A source emitting sound of frequency $90\text{Hz}$ is placed in front of a wall at a distance $3\text{m}$ from it. A detector is also placed in front of the wall at the same distance from it as shown in the figure. Find the minimum distance between the source and the detector for which the detector detects a maximum of sound.
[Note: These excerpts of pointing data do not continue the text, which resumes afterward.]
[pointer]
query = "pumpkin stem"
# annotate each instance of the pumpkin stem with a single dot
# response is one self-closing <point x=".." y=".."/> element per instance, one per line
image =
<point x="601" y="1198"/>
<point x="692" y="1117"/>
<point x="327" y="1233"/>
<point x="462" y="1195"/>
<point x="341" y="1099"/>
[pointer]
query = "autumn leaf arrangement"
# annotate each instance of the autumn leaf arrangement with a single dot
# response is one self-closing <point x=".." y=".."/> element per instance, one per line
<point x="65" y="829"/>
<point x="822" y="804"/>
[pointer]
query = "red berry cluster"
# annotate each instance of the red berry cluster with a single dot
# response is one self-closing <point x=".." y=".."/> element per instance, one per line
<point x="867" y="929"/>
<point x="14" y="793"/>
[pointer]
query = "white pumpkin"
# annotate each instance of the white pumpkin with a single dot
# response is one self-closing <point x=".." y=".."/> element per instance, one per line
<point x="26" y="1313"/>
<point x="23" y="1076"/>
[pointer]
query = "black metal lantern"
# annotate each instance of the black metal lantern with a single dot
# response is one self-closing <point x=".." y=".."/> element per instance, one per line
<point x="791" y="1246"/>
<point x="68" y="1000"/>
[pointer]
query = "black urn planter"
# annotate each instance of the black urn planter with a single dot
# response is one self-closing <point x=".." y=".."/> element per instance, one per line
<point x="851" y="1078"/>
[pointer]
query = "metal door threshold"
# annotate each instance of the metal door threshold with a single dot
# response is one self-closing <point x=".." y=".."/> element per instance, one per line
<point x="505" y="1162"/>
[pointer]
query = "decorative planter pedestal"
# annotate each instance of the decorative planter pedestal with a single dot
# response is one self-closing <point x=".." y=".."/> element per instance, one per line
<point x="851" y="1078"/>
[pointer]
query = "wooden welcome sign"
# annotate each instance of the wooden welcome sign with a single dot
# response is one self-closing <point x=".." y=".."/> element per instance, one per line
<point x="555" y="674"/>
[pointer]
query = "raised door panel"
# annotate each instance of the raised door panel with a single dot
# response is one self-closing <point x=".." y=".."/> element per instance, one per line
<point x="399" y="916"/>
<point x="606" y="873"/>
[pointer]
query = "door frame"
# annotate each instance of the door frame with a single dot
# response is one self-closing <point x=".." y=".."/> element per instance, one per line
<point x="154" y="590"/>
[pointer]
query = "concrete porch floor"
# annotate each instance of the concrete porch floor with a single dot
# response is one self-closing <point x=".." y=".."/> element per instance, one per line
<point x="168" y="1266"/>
Speed of sound in air = $360{\text{ms}}^{-1}$.

• A. $2\text{m}$
• B. $4\text{m}$
• C. $6\text{m}$
• D. $8\text{m}$

Answer 1

The correct option is D $8\text{m}$


For obtaining maxima, the sound waves from the source and the reflector should interfere constructively at $\text{D}$.
Condition for constructive interference,
Path difference $\Delta l=n\lambda$ , where $n=1,2,3,\mathrm{4....}$

Let $x$ be the minimum seperation between source and detector, for which two sound waves interfere constructively.
Since the wave undergoes phase reversal (of $\pi$) upon reflection, (equivalent to path difference $\lambda /2$)
thus, the first maxima corresponds to path difference,
$\Delta l=\frac{\lambda }{2}$
From the given figure,

$\{2\times {\left[\right(3{)}^2+\frac{x^2}{4}]}^{1/2}-x\}=\frac{\lambda }{2}..........\left(1\right)$

From the data given in the question,

$\lambda =\frac{v}{f}=\frac{360}{90}=4\text{m}..........\left(2\right)$
Substituting $\left(2\right)$ in $\left(1\right)$, we get

${[36+x^2]}^{1/2}-x=2\Rightarrow [36+x^2]=(x+2{)}^2$

$\Rightarrow 36+x^2=x^2+4+4x$
$\Rightarrow 4x=32\Rightarrow x=8\text{m}$

Thus, option (d) is the correct answer.